Stress is the response of the body mind to a perceived or actual danger or threat. Stress is a survival response to that actual or perceived threat and it occurs sub-consciously.

 

If a car is coming at you, your body/mind has to make a decision without you having to think about it. Or perhaps you overhear a conversation about a department at work shutting down, your automatic response is stress. “Are people losing their jobs? How will I survive financially if I lose my job? What if I can’t find another job?” Without thinking specifically, our mind automatically begins to draw conclusions.

 

Our thoughts then create a response in the body, because thoughts are electro-chemical signals. Our thoughts have the power to increase our heart rate, our blood pressure, how fast we breathe and how sweaty we get. Our subconscious automatic thoughts are linked to our autonomic nervous system that allows our body to respond to the environment in a fast and efficient manner for survival. React now, think later.

Let’s explore this unconscious process and how it results in stress.

 

The amygdale in the brain is our 24/7 fear alarm center that works closely with our emotional center. Together they instantly process info from our senses about external events and / or internal physical- emotional states.

Let’s say you are walking to your car and out of the corner of your eye you notice someone walking in your direction.

Your amygdale automatically goes to work by asking itself, have we seen anything like this before? It has to decide, is this dangerous?

The amygdale sifts through memory in milliseconds, lightening fast. It has to decide super fast how you need to respond and react, whether you need to run or oh, never mind it’s someone I know.

 

When the amygdale senses danger it sends a signal to the hippocampus that helps our memory / emotional center connect with the parts of the brain associated with consciousness.

 

In 3-5 seconds, the conscious brain is online that allows us to compare all the information from the brain to the

situation to come up with a realistic action plan. If we are resourceful in coping in the past we tend to access more

Positive memories and this helps us avoid stress.

 

So, if someone is walking in the same direction as us, we may choose to be alert, thinking it’s likely someone walking to

their car versus running / screaming because it might be a kidnapper. This is a more controlled stress response.

 

The amygdale has a fast track response in the body. For example, if someone jumps out at us, we jump and scream

without thinking. We got scared, eventhough it’s a brother playing a mean trick. Our rational, conscious brain does not

always get a chance to respond before the stress response starts, also known as our flight / fright system.

 

This system is fueled by cortisol, a stress hormone that makes us move and saves our lives.

 

This is an upside. There are 2 downsides:

  1. The fast track of the amygdale tends to be based towards the negative and may slant our response. We may over react towards an event when there is no actual danger or threat.
  2. Cortisol destroys brain cells and can flood the brain making it more difficult to relax. This makes thinking through the situation difficult and leaves the gates open for the amygdale to stay active.

 

When the amygdale does not shut off, cortisol continues to be released, leaving us feeling alarmed, aroused, agitated and stressed.

 

The long term consequences are an immune system that can’t function properly that leads to physical illness. Secondly, brings our tolerance down where events can then turn into traumas because we no longer can control how we cope.

 

How can we train ourselves to be more resilient? How can we train ourselves to respond to stress more positively?

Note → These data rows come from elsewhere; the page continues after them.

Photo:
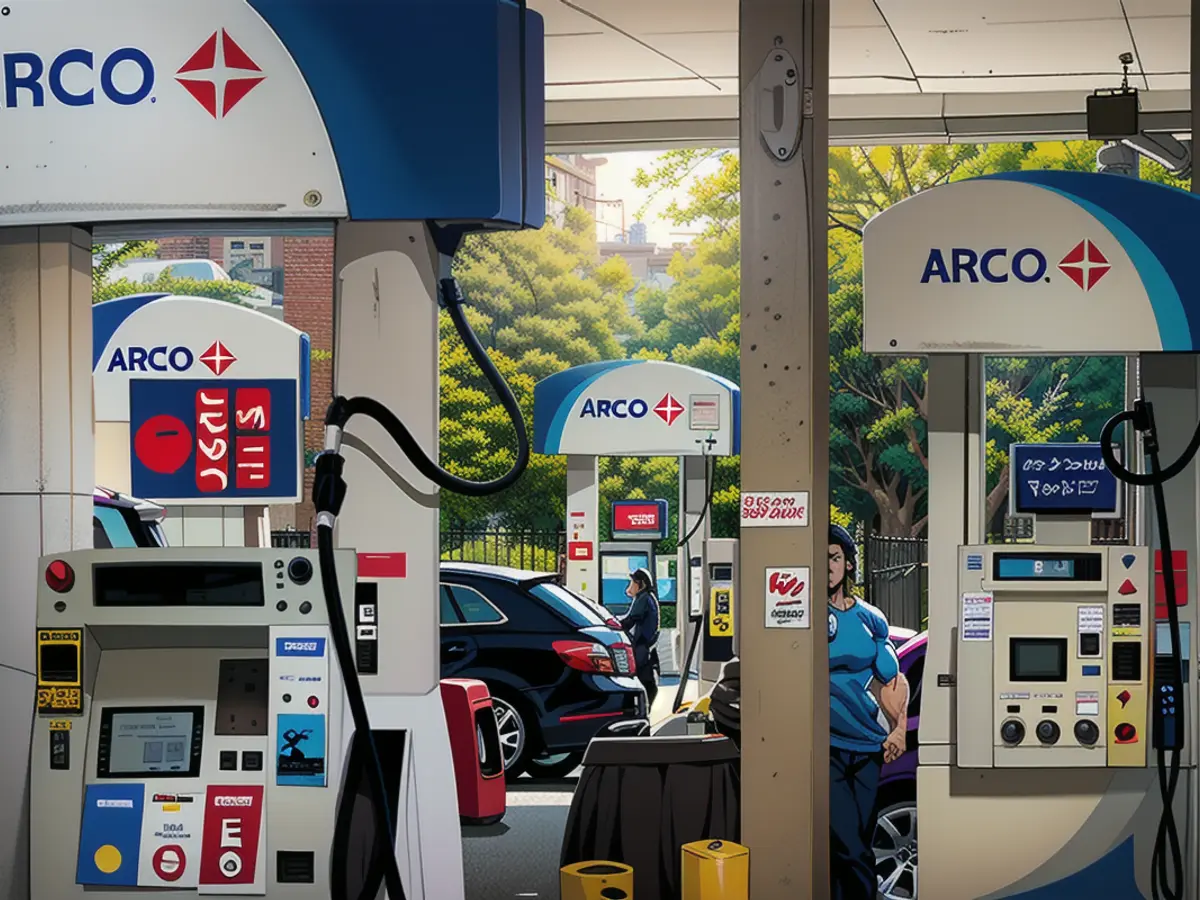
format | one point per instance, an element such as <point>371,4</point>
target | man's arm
<point>633,618</point>
<point>894,702</point>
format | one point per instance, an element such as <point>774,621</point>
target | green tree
<point>108,258</point>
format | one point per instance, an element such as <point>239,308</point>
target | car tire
<point>553,766</point>
<point>513,721</point>
<point>895,849</point>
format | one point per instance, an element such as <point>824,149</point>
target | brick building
<point>307,291</point>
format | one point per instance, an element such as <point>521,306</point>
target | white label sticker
<point>780,509</point>
<point>977,616</point>
<point>787,597</point>
<point>1087,703</point>
<point>171,840</point>
<point>703,412</point>
<point>1091,619</point>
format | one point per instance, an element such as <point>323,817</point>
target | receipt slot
<point>1054,657</point>
<point>190,726</point>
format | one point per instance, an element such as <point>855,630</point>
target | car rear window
<point>113,527</point>
<point>575,610</point>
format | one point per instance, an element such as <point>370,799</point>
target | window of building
<point>256,250</point>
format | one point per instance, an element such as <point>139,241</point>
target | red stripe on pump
<point>383,565</point>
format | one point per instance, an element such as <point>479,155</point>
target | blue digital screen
<point>1024,569</point>
<point>1065,479</point>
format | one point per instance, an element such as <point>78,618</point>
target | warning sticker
<point>977,617</point>
<point>171,840</point>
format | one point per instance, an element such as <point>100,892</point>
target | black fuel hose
<point>685,595</point>
<point>1167,864</point>
<point>329,493</point>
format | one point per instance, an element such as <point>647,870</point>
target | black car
<point>558,667</point>
<point>121,521</point>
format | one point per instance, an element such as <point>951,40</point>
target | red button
<point>59,576</point>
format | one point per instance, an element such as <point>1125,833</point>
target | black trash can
<point>640,799</point>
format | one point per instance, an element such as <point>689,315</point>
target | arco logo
<point>220,75</point>
<point>1085,264</point>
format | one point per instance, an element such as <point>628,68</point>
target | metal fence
<point>540,551</point>
<point>897,577</point>
<point>292,538</point>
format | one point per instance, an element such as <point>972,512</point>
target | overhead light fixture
<point>1113,112</point>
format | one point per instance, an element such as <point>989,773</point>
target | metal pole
<point>784,63</point>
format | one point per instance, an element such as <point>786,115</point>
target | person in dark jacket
<point>725,701</point>
<point>641,623</point>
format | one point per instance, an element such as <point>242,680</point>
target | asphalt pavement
<point>519,856</point>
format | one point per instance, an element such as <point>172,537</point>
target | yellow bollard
<point>715,870</point>
<point>595,880</point>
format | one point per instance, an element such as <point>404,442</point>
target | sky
<point>615,181</point>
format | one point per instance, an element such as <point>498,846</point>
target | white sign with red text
<point>781,509</point>
<point>787,597</point>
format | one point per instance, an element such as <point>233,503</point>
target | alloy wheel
<point>511,731</point>
<point>895,851</point>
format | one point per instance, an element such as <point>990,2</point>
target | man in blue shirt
<point>868,723</point>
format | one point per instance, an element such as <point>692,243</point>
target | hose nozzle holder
<point>328,485</point>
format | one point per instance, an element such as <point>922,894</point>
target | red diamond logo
<point>669,409</point>
<point>217,358</point>
<point>1085,264</point>
<point>220,75</point>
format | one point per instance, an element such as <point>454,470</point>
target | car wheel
<point>553,766</point>
<point>895,851</point>
<point>514,736</point>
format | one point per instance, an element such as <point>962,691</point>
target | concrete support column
<point>690,605</point>
<point>785,427</point>
<point>47,478</point>
<point>583,575</point>
<point>387,348</point>
<point>955,517</point>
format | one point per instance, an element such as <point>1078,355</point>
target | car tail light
<point>623,654</point>
<point>586,655</point>
<point>59,576</point>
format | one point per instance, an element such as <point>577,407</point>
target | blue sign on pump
<point>300,647</point>
<point>1061,479</point>
<point>111,835</point>
<point>300,761</point>
<point>215,441</point>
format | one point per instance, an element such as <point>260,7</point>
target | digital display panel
<point>178,585</point>
<point>163,743</point>
<point>1024,569</point>
<point>1062,480</point>
<point>1037,659</point>
<point>1047,567</point>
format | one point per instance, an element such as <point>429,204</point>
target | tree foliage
<point>544,301</point>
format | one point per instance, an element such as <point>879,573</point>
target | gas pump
<point>719,641</point>
<point>191,731</point>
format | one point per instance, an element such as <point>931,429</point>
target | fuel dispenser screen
<point>1043,567</point>
<point>150,742</point>
<point>1037,659</point>
<point>179,585</point>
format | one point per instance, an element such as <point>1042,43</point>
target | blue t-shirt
<point>859,651</point>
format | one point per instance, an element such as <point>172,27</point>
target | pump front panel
<point>205,754</point>
<point>1054,651</point>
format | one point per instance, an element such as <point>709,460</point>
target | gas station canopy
<point>625,73</point>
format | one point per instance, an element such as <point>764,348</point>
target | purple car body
<point>895,835</point>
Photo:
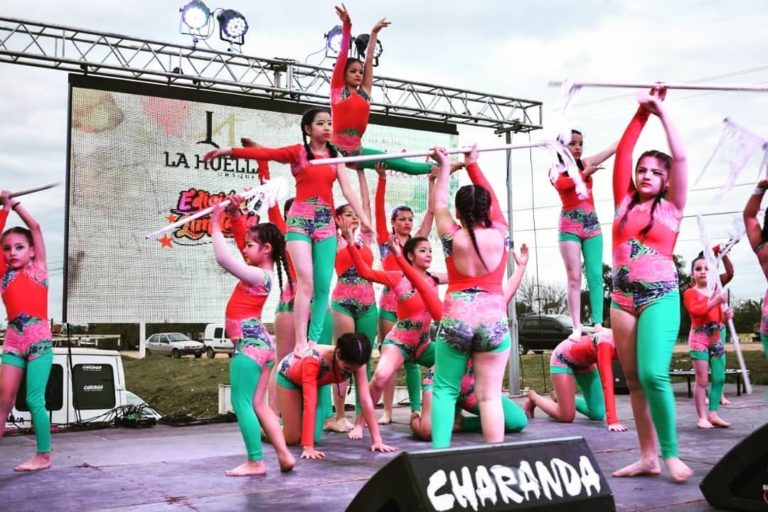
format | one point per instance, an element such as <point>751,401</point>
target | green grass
<point>178,386</point>
<point>190,386</point>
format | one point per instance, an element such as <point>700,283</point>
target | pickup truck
<point>544,332</point>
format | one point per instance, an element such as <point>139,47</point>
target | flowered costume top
<point>706,323</point>
<point>582,355</point>
<point>310,372</point>
<point>577,216</point>
<point>25,296</point>
<point>353,291</point>
<point>474,309</point>
<point>349,108</point>
<point>417,301</point>
<point>643,268</point>
<point>312,211</point>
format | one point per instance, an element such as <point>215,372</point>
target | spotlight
<point>195,15</point>
<point>333,40</point>
<point>232,26</point>
<point>361,45</point>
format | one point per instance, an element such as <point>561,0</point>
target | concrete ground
<point>182,468</point>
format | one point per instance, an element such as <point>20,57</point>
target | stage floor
<point>182,468</point>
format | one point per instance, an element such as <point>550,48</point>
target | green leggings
<point>764,340</point>
<point>450,366</point>
<point>592,252</point>
<point>244,375</point>
<point>396,164</point>
<point>323,260</point>
<point>657,329</point>
<point>591,403</point>
<point>716,360</point>
<point>37,372</point>
<point>515,419</point>
<point>324,400</point>
<point>366,323</point>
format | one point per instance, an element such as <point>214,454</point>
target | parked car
<point>173,344</point>
<point>216,341</point>
<point>544,332</point>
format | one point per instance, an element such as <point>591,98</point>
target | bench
<point>691,374</point>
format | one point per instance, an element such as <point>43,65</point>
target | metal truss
<point>119,56</point>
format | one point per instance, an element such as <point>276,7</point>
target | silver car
<point>173,344</point>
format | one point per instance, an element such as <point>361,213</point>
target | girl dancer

How do we protect our immune system and ability to think through situations clearly?

 

Here are 6 suggestions:

  1. Breathing: deep breathing has a direct connection with our rest / repair system. Breathing deeply and slowly can de-escalate a full blown panic attack in a matter of minutes. Just practicing breathing throughout the day helps manage cortisol release and keeps us in an overall relaxed space.

Check out Ann’s breathing blog OR Madelaine’s video on Rib breathing on YouTube, on our ECO Physio channel.

  1. Hand on heart : The nerve cells around the heart are stimulated during stress. Placing your warm hand over your heart with thoughts / images of something good helps calm those nerves, often in less than a minute.
  2. Hugs: a 20 second full body hug can reduce stress in couples.
  3. Counting to 10 before reacting: because it takes longer for the thinking brain to come online, counting to 10 gives it a chance to boot up so you can create a better action plan to a stressful event.
  4. Take time to smell the roses: spending time in nature, slowing down, breathing allows us to re-group and cope better in the face of stress.
  5. Forgive yourself in minutes: don’t beat yourself up on what you should or should not have done because you cannot change it. Think about a mistake as an opportunity to grow and learn looking toward the future, not the past.

 

“Without forgiveness, there is no future” Desmond Tutu

 

Information for this blog comes from a presentation by Linda graham at the 2017 Neuroscience training Summit and article by Linda Graham called ‘Skillful Ways to deal with Stress and Trauma”.